1965. Jeune chercheur en neurochimie et neuropathologie, tout juste installé à New York après plusieurs années d’études en Californie, Oliver Sacks laissa un jour s’envoler, sur une voie express du Bronx, un carnet contenant neuf mois de données expérimentales, qu’il avait mal fixé sur le porte-bagages de sa BMW. Avant de mettre par inadvertance à la poubelle un précieux échantillon de myéline… « Sacks, vous êtes une menace pour le laboratoire, lui asséna l’un de ses patrons. Pourquoi ne vous occuperiez-vous pas de patients ? Vous causeriez moins de dégâts. » C’est bien au coeur de la relation humaine tissée avec ses malades que ce neurologue fantasque et itinérant, né à Londres en 1933 et mort à New York en 2015, s’est épanoui au fil des années : « Chacun des malades dont j’ai la charge, n’importe où, me paraît plein de vie, m’intéresse et me gratifie : je n’ai jamais examiné de patient sans qu’il m’apprenne quelque chose de nouveau ni ne modifie mes émotions et le fil de mes pensées », confiait-il en 1976 dans une lettre recueillie dans son autobiographie, En mouvement. Une vie (1) , qui vient d’être traduite en français.
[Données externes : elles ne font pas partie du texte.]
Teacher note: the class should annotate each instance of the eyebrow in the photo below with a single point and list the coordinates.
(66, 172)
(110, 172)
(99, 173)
Ce livre, aussi attachant que son ­héros, met en lumière toute l’humanité et l’originalité d’Oliver Sacks, auteur de best-sellers dans lesquels des cas cliniques se transforment en contes littéraires, dans la lignée du neurologue russe Alexandre Luria, son maître en « science romantique », qui lui écrivit une missive très chaleureuse au moment de la parution en 1973 de L’Eveil. Un ouvrage porté à l’écran en 1990 par Penny Marshall, avec Robin Williams dans le rôle du médecin : « Il ne m’imitait pas : il était devenu moi, en un sens ; c’est comme si je m’étais soudain retrouvé devant un jumeau plus jeune », commente Sacks à propos du comédien. Entre-temps, c’est la parution en 1985 de L’Homme qui prenait sa femme pour un chapeau qui fit de ce solitaire timide et peu sûr de lui un personnage public, adoré de ses lecteurs et parfois mé­prisé par le corps médical.

A l’âge de 12 ans, il s’entendit prédire par l’un de ses professeurs : « Sacks ira loin s’il cesse d’aller trop loin ! » Les passions et curiosités d’Oliver Sacks, Juif athée, furent nombreuses, virevoltantes, souvent extrêmes : la moto, d’abord, un mode de vie, un rapport au monde : « la machine et l’homme deviennent une entité unique et indivisible », 165 000 kilomètres au compteur avant de quitter la Californie… Les drogues, ensuite, dont il faillit bien ne pas revenir dans les années 1960. L’haltérophilie, enfin, sans oublier la nage et la biologie marine — les invertébrés, calamars, pieuvres et seiches, en particulier ! Son corps, au fil du temps, de ses expéditions et de ses exploits sportifs, fut souvent mis à rude épreuve : des migraines, dès l’enfance, qui le décidèrent à devenir neurologue ; une jambe fauchée par un taureau en Norvège ; un genou en moins ; un mélanome à l’oeil, avec lequel il conclut un marché : « Tu peux prendre l’oeil si tu y tiens, mais ne touche pas au reste de ma personne ! » Vivifiés par le millier de carnets qu’il noircit au cours de son existence, ses Mémoires ne passent pas sous silence son homosexualité et son dépucelage mythique à Amsterdam. « Tu es une abomination ! Je regrette de t’avoir mis au monde ! » lâcha sa mère, chirurgienne et anatomiste, quand elle apprit la préférence sexuelle de son fils. Un homme complexe et différent, aussi à l’aise dans la blouse blanche du médecin que dans la tenue de cuir du motard. — Juliette Cerf

 

(1) Paraît également au format poche L’Odeur du si bémol. L’univers des hallucinations, éd. Points, 380 p., 9,80 EUR.

 

On the move. A life, traduit de l’anglais par Christian Cler, éd. du Seuil, 432 p., 25 EUR.